Math is relentlessly hierarchical—you can’t understand multiplication, for example, if you don’t understand addition. Reading is mercilessly cumulative. Virtually everything a child sees and hears, in and out of school, contributes to his vocabulary and language proficiency. A child growing up in a book-filled home with articulate, educated parents who fill his early years with reading, travel, museum visits, and other forms of enrichment arrives at school with enormous advantages in knowledge and vocabulary. When schools fail to address gaps in knowledge and language, the deficits widen—a phenomenon that cognitive scientist Keith Stanovich calls the “Matthew Effect,” after a passage in the Gospel of Matthew: “For unto every one that hath shall be given, and he shall have abundance: but from him that hath not shall be taken away even that which he hath.” The nature of knowledge and vocabulary acquisition all but assures that children raised in language-rich homes gain in reading comprehension, while the language-poor fall further behind (see “A Wealth of Words,” Winter 2013). “The mainspring of [reading] comprehension is prior knowledge—the stuff readers already know that enables them to create understanding as they read,” explains Daniel Willingham, a cognitive scientist at the University of Virginia.

To make matters worse, most reading curricula have focused on developing generalized, all-purpose reading-comprehension “skills” uncoupled from subject-specific knowledge—reducing a complex cognitive process to a collection of all-purpose “reading strategies” to be applied to any book or bit of text that a student might encounter. Attempts to teach reading comprehension as knowledge-neutral put an enormous premium on student engagement. For teachers, reading instruction can often feel more like cheerleading: sell kids on the magic of books, get them to read a lot, and—voilĂ !—they will emerge as verbally adroit adults with a lifelong love of reading. As generations of results show, this approach doesn’t work.  (...)

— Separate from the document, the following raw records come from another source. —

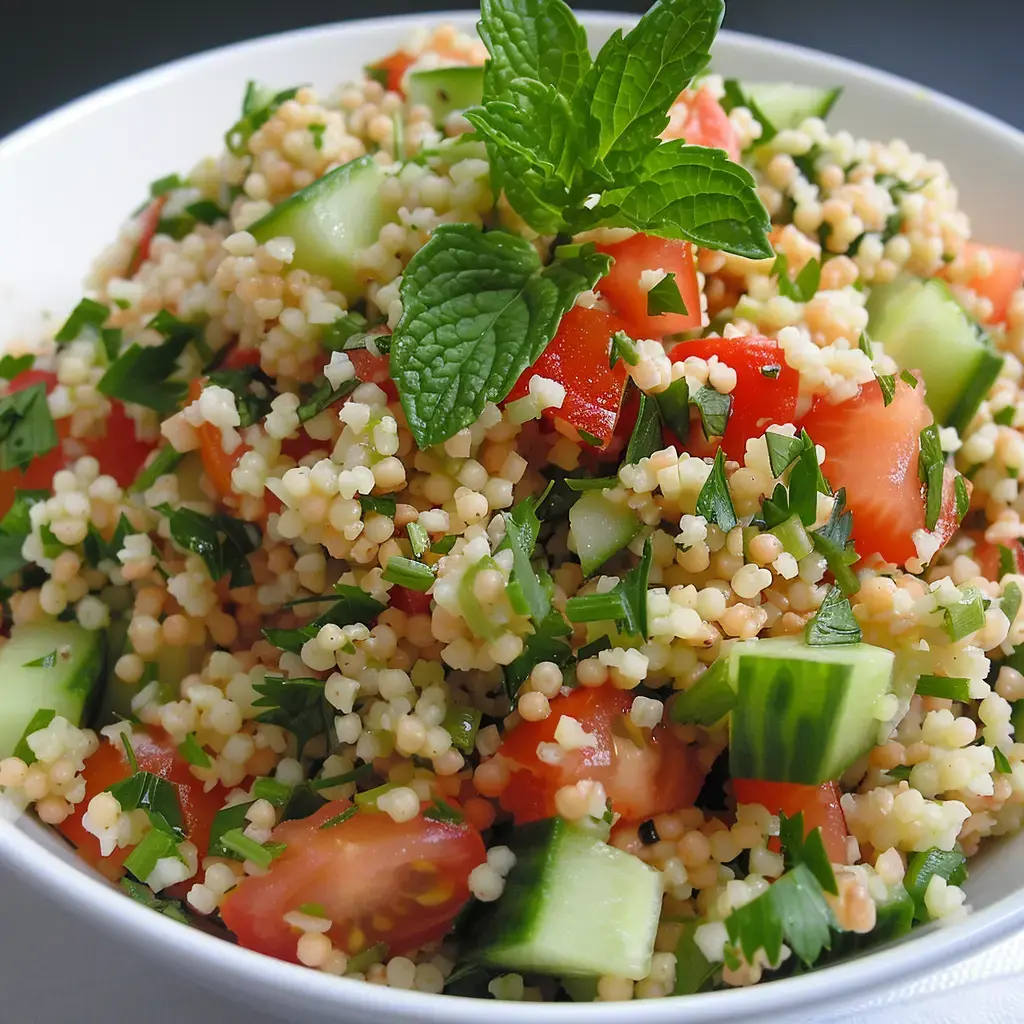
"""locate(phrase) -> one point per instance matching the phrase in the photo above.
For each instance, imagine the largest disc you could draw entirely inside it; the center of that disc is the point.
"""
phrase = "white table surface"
(56, 970)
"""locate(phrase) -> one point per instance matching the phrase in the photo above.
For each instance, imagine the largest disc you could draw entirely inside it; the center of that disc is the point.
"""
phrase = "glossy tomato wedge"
(578, 358)
(642, 774)
(377, 880)
(765, 392)
(623, 290)
(818, 804)
(1007, 276)
(872, 450)
(155, 754)
(700, 120)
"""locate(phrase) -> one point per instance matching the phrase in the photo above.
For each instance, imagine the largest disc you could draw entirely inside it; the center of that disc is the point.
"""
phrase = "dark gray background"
(54, 51)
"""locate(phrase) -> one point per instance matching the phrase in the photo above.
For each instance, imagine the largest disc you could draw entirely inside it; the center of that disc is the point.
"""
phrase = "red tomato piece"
(578, 358)
(872, 450)
(1007, 276)
(393, 68)
(641, 780)
(699, 119)
(622, 286)
(758, 400)
(378, 881)
(148, 221)
(155, 754)
(819, 805)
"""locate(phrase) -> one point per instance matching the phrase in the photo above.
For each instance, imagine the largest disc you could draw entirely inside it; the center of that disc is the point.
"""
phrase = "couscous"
(527, 525)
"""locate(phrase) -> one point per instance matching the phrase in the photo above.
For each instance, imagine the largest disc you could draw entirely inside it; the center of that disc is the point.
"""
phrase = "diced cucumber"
(601, 528)
(572, 906)
(331, 221)
(924, 328)
(65, 686)
(445, 90)
(804, 714)
(788, 105)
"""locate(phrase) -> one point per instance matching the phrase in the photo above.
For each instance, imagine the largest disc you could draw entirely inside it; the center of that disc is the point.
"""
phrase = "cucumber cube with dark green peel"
(924, 328)
(445, 90)
(331, 221)
(804, 714)
(572, 906)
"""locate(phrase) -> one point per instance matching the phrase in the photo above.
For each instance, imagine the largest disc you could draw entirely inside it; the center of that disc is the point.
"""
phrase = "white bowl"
(66, 183)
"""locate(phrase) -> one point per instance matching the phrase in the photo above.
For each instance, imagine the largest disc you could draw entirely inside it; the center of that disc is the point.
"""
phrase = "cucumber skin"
(829, 722)
(71, 698)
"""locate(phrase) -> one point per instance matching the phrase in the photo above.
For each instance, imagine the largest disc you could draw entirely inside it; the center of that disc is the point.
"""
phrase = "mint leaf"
(478, 309)
(699, 196)
(636, 79)
(538, 39)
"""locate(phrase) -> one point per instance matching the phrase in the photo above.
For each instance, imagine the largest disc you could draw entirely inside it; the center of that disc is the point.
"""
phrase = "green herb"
(714, 409)
(441, 811)
(806, 849)
(949, 864)
(163, 464)
(338, 819)
(709, 699)
(142, 894)
(462, 725)
(947, 687)
(478, 309)
(803, 288)
(40, 720)
(11, 366)
(715, 502)
(623, 347)
(383, 506)
(295, 705)
(26, 427)
(260, 854)
(834, 623)
(86, 318)
(193, 752)
(409, 573)
(46, 662)
(967, 615)
(931, 468)
(155, 847)
(258, 105)
(223, 543)
(674, 404)
(646, 437)
(1011, 601)
(665, 297)
(887, 384)
(166, 184)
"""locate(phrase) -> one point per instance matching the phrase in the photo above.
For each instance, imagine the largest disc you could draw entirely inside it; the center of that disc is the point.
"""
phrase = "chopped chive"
(406, 572)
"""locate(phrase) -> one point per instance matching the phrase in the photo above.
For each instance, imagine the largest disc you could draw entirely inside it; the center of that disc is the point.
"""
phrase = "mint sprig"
(478, 309)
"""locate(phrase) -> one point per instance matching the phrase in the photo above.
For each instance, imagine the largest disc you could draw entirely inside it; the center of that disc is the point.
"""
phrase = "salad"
(527, 525)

Reading comprehension, like critical thinking and problem solving, is what psychologists call “domain-specific”: you need to know something about a topic to be able to think about it. Faced with a text passage about the customs of New Amsterdam, the student familiar with the topic may breeze through with relative ease. For the student who has no idea who the Dutch were, or is unfamiliar with early New York history or has never heard the word “custom,” the passage is a verbal minefield. To shift metaphors, a piece of text is like a tower of wooden blocks, with each block a vocabulary word or a piece of background knowledge. Pull out two or three blocks, and the tower can still stand. Pull out too many, and it collapses.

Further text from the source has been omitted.